Arrivo a casa, cena, controllo i compiti, gli zaini, faccio il tavolo della colazione e poi esco con il cane a fare due passi: mi rilassa e mi piace sentire il cambio delle temperature guardando il suo desiderio o meno di stare in giro. Vedo se tutti dormono, do una carezza a mio figlio e un bacio alla bimba e se non crollo prima, apro velocemente instagram – tipo una specie di buona notte alle vite degli altri – e prendo un libro per addormentarmi con una storia in testa.
Sono una abitudinaria. Mi piace ripetere i gesti che scandiscono la mia giornata. Stessa routine se sto a casa o se ho lezione in università, solo che mi muovo in bici, mangio un frutto e non telefono in strada».
Hai dei riti particolari quando lavori?
«Ho sempre con me una tavoletta di cioccolato. Fondente, alla menta, noisette. La mattina dei giorni importanti mangio una ciotola di lamponi e mirtilli che mi preparo la sera così non sono freddi al mattino. Indosso qualcosa di rosso alle inaugurazioni o nei colloqui finali dei concorsi – so che non serve ma aiuta. Non sono superstiziosa però come dice il mio papà, “meglio essere prudenti”. Non guardo mai la posta dopo cena. Bevo una tazza di acqua calda e limone ogni sera».
C’è uno spazio per l’imprevisto nel tuo lavoro?
«Sì, certo. Mai dire mai nella vita, e anche nel lavoro. L’imprevisto è parte del progetto: riservare uno spazio per questo credo sia una fonte di ricchezza».
Qual è il progetto, la mostra che hai curato che trovi più rappresentativa del tuo percorso scientifico?

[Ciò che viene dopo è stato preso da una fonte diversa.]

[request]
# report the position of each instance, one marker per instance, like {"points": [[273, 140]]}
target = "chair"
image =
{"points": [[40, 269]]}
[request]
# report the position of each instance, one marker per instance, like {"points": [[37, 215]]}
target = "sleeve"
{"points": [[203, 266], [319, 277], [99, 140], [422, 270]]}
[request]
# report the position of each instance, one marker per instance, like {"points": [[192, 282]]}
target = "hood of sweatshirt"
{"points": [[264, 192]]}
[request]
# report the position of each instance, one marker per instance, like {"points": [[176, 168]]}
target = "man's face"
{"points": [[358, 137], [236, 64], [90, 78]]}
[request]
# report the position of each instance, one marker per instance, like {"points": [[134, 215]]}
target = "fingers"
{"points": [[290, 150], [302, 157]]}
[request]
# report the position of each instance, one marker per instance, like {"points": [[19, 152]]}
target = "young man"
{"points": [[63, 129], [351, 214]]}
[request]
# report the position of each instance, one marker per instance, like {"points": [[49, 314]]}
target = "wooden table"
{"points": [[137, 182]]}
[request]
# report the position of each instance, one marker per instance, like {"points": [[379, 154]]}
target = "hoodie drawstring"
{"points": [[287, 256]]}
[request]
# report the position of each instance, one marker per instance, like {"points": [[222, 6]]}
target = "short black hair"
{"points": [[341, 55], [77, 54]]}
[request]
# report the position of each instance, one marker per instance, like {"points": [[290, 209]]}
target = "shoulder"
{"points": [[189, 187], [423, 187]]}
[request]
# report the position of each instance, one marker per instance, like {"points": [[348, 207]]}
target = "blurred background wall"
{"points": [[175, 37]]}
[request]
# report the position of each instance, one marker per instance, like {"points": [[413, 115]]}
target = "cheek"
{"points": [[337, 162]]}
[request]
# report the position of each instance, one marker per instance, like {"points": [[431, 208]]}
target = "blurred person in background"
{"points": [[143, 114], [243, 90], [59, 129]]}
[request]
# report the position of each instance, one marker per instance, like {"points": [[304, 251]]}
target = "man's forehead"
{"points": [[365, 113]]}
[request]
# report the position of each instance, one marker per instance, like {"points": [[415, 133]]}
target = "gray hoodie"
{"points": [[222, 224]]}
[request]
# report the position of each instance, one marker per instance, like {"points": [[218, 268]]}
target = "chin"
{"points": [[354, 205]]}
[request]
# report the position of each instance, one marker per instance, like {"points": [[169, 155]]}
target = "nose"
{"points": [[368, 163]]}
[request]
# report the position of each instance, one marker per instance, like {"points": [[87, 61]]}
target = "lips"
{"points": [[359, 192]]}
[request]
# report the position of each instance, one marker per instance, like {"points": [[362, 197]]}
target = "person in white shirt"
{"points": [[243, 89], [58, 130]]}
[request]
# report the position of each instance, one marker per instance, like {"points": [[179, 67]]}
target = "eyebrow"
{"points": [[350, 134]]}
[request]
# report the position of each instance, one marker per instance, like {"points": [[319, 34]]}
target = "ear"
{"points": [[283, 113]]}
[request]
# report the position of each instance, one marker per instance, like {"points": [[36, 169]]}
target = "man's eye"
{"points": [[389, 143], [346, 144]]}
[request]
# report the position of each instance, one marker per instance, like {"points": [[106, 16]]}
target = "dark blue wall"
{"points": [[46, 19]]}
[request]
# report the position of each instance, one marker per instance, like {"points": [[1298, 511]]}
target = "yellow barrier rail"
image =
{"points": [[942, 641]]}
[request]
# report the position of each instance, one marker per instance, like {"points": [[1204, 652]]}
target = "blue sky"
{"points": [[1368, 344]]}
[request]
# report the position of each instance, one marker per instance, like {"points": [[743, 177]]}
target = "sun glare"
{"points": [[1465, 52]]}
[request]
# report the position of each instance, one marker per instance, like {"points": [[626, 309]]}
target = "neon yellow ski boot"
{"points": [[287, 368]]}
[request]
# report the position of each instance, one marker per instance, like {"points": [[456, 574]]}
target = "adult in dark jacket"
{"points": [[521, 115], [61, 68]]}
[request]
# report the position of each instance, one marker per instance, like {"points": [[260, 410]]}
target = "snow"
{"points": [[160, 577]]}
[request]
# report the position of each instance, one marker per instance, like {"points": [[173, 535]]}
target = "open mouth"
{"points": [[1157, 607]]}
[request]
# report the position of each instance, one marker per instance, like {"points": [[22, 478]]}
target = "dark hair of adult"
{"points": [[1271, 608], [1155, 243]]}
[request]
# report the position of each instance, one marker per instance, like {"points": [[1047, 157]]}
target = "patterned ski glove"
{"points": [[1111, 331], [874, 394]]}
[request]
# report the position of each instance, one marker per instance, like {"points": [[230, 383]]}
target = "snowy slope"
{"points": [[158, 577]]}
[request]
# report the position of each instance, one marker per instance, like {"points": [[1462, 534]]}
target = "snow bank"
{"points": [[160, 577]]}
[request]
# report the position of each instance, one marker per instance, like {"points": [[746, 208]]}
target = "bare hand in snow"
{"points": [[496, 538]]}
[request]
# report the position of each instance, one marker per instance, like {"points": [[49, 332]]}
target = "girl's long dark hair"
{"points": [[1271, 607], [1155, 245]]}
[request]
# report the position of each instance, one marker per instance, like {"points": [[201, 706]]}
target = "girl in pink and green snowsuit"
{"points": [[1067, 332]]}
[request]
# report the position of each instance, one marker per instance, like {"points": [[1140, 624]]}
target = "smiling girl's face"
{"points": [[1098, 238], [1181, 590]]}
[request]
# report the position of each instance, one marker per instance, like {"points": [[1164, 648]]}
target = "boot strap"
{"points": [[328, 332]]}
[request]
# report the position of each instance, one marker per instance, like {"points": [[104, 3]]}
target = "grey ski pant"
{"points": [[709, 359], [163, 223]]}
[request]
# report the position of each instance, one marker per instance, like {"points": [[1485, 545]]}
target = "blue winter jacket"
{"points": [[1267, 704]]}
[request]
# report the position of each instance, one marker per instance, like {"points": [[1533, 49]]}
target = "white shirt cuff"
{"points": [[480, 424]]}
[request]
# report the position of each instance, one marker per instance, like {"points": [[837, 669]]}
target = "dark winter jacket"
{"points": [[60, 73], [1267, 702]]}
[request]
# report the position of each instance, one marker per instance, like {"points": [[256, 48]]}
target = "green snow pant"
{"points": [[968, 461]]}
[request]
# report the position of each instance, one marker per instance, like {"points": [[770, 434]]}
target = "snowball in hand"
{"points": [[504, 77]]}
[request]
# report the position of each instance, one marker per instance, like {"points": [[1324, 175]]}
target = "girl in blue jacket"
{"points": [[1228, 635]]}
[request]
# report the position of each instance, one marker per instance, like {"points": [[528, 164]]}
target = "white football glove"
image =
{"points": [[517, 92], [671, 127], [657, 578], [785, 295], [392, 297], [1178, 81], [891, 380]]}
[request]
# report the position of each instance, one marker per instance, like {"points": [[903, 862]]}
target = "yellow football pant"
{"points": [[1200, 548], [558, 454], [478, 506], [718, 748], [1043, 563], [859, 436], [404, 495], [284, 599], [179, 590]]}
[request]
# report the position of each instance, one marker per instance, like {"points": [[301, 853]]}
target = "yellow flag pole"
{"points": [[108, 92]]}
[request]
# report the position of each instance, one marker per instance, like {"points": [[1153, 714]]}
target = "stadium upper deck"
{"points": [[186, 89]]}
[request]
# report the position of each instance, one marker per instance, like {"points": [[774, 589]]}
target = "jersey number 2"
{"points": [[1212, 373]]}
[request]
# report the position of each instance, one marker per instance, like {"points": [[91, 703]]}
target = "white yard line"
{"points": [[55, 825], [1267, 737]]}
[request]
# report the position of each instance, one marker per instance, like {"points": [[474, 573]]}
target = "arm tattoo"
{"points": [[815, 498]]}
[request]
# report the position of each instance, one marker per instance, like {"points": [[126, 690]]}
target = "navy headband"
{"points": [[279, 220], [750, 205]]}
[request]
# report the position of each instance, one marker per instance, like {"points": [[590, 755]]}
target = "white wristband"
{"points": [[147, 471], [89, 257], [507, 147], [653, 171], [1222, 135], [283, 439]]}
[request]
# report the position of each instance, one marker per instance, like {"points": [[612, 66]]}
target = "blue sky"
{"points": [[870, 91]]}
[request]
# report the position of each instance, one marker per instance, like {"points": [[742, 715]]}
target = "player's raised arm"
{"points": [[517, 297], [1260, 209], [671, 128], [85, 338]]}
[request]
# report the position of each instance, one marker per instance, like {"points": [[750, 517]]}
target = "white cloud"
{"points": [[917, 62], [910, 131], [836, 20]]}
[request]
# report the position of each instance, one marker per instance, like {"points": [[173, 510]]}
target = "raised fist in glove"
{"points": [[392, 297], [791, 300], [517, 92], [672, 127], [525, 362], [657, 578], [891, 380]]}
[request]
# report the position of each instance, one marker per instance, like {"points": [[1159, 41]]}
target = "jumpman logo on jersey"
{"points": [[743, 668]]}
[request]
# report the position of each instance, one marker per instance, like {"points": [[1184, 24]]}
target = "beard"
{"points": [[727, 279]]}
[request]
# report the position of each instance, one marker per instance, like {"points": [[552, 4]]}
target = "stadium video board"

«Ti devo dire l’ultima perché le mostre sono come le ciliegie: una tira l’altra. Sul vestito lei ha un corpo è il titolo della mostra in corso a XNL Piacenza, il centro d’arte di cui seguo la direzione artistica. Si tratta di un piccolo omaggio a Sonia Delaunay e, in modo particolare, all’Atelier simultanè dell’artista, interpretato da due artiste contemporanee con le quali ho sempre sognato di lavorare: Ulla von Brandenburg e Meris Angioletti. Entrambe hanno riletto l’opera di Sonia in modo originale inventando un’opera-mostra dove le tele dipinte di Ulla e i suoi film muti si intrecciano senza soluzione di continuità con l’opera sonora di Meris Angioletti. Mi ritrovo molto in questo progetto che parla di donne, di affettività artistica, di sintesi e simultaneità delle arti, di dialogo tra moderno e contemporaneo: che sono i temi che mi appartengono. È stato un granissimo onore per me lavorare con loro a questo progetto».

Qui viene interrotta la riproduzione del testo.